# Session 1

Let's get hands-on! During today's exercise, we will be starting from the basics: 
- Accessing the data files from the ATLAS Open Data website.
- The tools you will be using to access and visualise: $\texttt{python}$ in $\texttt{jupyter notebook}$, $\texttt{numpy}$ (this session) and finally ROOT (next session).
- Histograms and data analysis with $\texttt{numpy}$.
- Lorentz vectors and data analysis with $\texttt{numpy}$.

## ATLAS Open Data

[ATLAS Open Data](http://opendata.atlas.cern/) is an open dataset of both simulated and real proton-proton collision events. 
We will be using the [ATLAS 13 TeV Open Dataset](http://opendata.atlas.cern/release/2020/documentation/datasets/intro.html). 


## Analysis Tools


In today's session we will be using $\texttt{uproot}$ and $\texttt{numpy}$ to access events in ATLAS Open Data data files. Uproot is a python serialisation library that converts files from a ROOT format (a data format ubiqitiously used in High Energy Physics analysis) to regular arrays so we can manipulate it using regular but powerful python libraries. Specifically, we will be "uprooting" the data to arrays in $\texttt{numpy}$, a python library for multidimensional array and matrix manipulation.


We will be analysing the particles from a simulation of the following process:
(insert figure)
That is, the production of a W-boson and a Z-boson. 

Some important terminology:
- "leading" particle: The particle (lepton, quark) with the highest measured transverse momentum.
- "subleading" particle: The particle (lepton, quark) with the *second* highest measured transverse momentum.
(we similarly get "subsubleading", and "subsubsubleading"...)






In [None]:
# Let's first import the necessary libraries and define our global variables
import uproot
import numpy as np

base_url = 'https://atlas-opendata.web.cern.ch/atlas-opendata/samples/2020/2lep/MC/'
input_file =  'mc_363358.WqqZll.2lep.root' # 'mc_410000.ttbar_lep.2lep.root'
tree_name = 'mini' # event "tree" in which information of each event in the data set are defined:
                   # event level information, particles and their properties

# function to retrieve the data from an input file.
def get_events(base_url,input_file,tree_name):
    events = uproot.open(f"{base_url}/{input_file}:{tree_name}")
    return events


In [None]:
# Next we read in the content file and print the file content

events = get_events(base_url,input_file,tree_name)
print('opened dataset containing:\n', events.show())

In [None]:
# now lets convert the variables we want to analyse into numpy arrays. THIS MAY TAKE A FEW SECONDS!
# The resulting 'lep_kinematics' variable is known as a structured numpy array.
lep_kinematics = events.arrays(['lep_n', 'lep_pt', 'lep_eta', 'lep_phi', 'lep_E'], library="np")                    

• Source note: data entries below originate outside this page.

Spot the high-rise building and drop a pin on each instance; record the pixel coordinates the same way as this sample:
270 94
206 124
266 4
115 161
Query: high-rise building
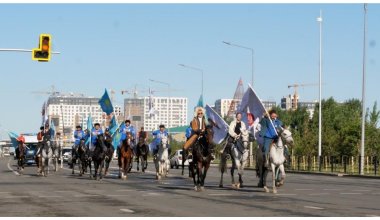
150 112
68 111
222 106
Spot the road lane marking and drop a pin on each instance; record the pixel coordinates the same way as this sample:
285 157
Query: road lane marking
124 190
10 168
313 207
49 196
85 195
117 195
318 194
14 197
127 210
220 194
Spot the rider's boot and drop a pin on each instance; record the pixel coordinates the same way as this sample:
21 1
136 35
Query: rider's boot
267 160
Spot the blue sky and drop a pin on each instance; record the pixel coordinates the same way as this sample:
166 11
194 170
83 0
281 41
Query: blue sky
119 46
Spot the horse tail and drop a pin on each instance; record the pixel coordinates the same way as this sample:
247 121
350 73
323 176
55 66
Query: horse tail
223 164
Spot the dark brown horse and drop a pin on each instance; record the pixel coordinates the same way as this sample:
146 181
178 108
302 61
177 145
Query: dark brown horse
125 158
142 154
20 155
202 150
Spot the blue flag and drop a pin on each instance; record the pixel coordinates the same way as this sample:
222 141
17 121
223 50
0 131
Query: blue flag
113 125
116 140
200 101
13 136
105 103
89 128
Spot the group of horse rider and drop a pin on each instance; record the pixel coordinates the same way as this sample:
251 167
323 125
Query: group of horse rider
265 133
125 128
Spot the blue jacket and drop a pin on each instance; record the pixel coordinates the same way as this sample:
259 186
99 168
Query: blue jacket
267 129
78 135
158 135
124 129
94 134
188 132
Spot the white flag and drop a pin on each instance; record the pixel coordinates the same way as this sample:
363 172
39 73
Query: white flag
220 127
252 110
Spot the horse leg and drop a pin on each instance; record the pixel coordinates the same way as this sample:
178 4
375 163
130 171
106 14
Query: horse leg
204 176
138 161
274 178
183 160
282 171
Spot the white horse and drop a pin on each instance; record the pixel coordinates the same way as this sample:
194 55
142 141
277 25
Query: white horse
277 158
239 153
161 161
46 157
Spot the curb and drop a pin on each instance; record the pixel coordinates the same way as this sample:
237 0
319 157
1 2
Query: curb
319 173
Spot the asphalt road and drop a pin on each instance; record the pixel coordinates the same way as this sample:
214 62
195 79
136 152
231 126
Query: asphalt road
64 194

print("Number of leptons in first 5 events:\n", lep_kinematics['lep_n'][:5])
print('particle kinematics of leading lepton in first 5 events:')
for i in range(5):
    if lep_kinematics['lep_n'][i] >=1:
        print('lepton pT: %i MeV, eta: %f.2, phi: %f.2.'%(lep_kinematics['lep_pt'][i][0],lep_kinematics['lep_eta'][i][0], lep_kinematics['lep_phi'][i][0]))
    else:
        print("WARNING No leptons found in this event (number of leptons = %i)"%(lep_kinematics['lep_n'][i]))

### Histograms

Now that you know how to retrieve and access the data content, you are ready to analyse it.
Histograms are a good way to visualise a dataset and are fundamental to data analysis. They are a graphical representation of the distribution of a dataset; A way to visualize the frequency distribution of a set of continuous or discrete data.
In particle physics, histograms are often used to visualize the distribution of particle properties such as energy, momentum, or mass. A histogram is created by dividing a variable range into a set of "bins" and counting the number of times a particle or event property falls in that bin. Thus, the height of a histogram represents the frequency of events that fall into that bin.

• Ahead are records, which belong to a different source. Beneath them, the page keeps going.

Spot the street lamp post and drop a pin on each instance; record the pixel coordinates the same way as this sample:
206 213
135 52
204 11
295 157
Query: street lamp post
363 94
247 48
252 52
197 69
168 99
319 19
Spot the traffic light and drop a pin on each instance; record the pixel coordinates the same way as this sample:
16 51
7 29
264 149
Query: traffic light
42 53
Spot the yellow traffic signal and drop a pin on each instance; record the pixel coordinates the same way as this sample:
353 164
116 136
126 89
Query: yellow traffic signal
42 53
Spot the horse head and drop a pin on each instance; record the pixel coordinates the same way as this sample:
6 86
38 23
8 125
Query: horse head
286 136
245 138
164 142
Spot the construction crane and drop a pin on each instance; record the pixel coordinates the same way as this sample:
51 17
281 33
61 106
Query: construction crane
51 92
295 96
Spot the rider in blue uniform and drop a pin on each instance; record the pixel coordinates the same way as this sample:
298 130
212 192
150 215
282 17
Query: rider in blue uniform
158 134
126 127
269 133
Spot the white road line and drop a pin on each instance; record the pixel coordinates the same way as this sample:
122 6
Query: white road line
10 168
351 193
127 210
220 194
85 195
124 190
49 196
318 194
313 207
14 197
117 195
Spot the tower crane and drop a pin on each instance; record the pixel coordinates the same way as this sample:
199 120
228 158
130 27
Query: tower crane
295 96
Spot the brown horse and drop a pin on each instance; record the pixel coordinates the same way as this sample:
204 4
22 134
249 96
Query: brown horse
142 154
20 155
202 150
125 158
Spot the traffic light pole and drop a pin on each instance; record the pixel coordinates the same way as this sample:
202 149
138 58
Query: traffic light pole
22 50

Histograms can be very useful for understanding features in your data. Here, for example is the distribution of the size of all exo-planets in the Kepler space mission database, showing that smaller planets are more common than massive planets:
![image.png](attachment:image.png)

Interestingly, when they refined their measurements, they began to see multiple distributions:
![image-2.png](attachment:image-2.png)

(ref: [NASA Kepler website](https://www.nasa.gov/ames/kepler/briefing-materials-final-kepler-survey-catalog-of-planet-candidates-in-the-cygnus-field))

A histogram can also be normalised which changes the definition of its content. For example, in the Kepler histograms above each bin measures the number of planets per 100 stars, which is in effect a rate measurement: There are roughly 6 Earth-sized planets for every 100 stars.
If one were to sum the counts (all bin heights) and divide all bin counts by the total sum, one would get a density distribution: The fraction of planets of a certain radius.

### Making a histogram

Let's make a histogram of some particle variables. A histogram is defined by two arrays: the bin edges and the number of entries in each bin. 



> **Side note: Underflows and overflows** When defining a histogram you need to choose the total range over which the data will be represented as you will be choosing the first bin edge and the last bin edge. Any data that falls outside of this range can be filled in the so-called "underflow" and "overflow" bins. As the under- and overflow bins theoretically don't have a lower and and upper edge, respectively, they will not accurately represent the continued data distribution. Thus they are not commonly plotted as part of the histogram, however it is sometimes useful to know the fraction of data your histogram is representing relative to the fraction outside its range.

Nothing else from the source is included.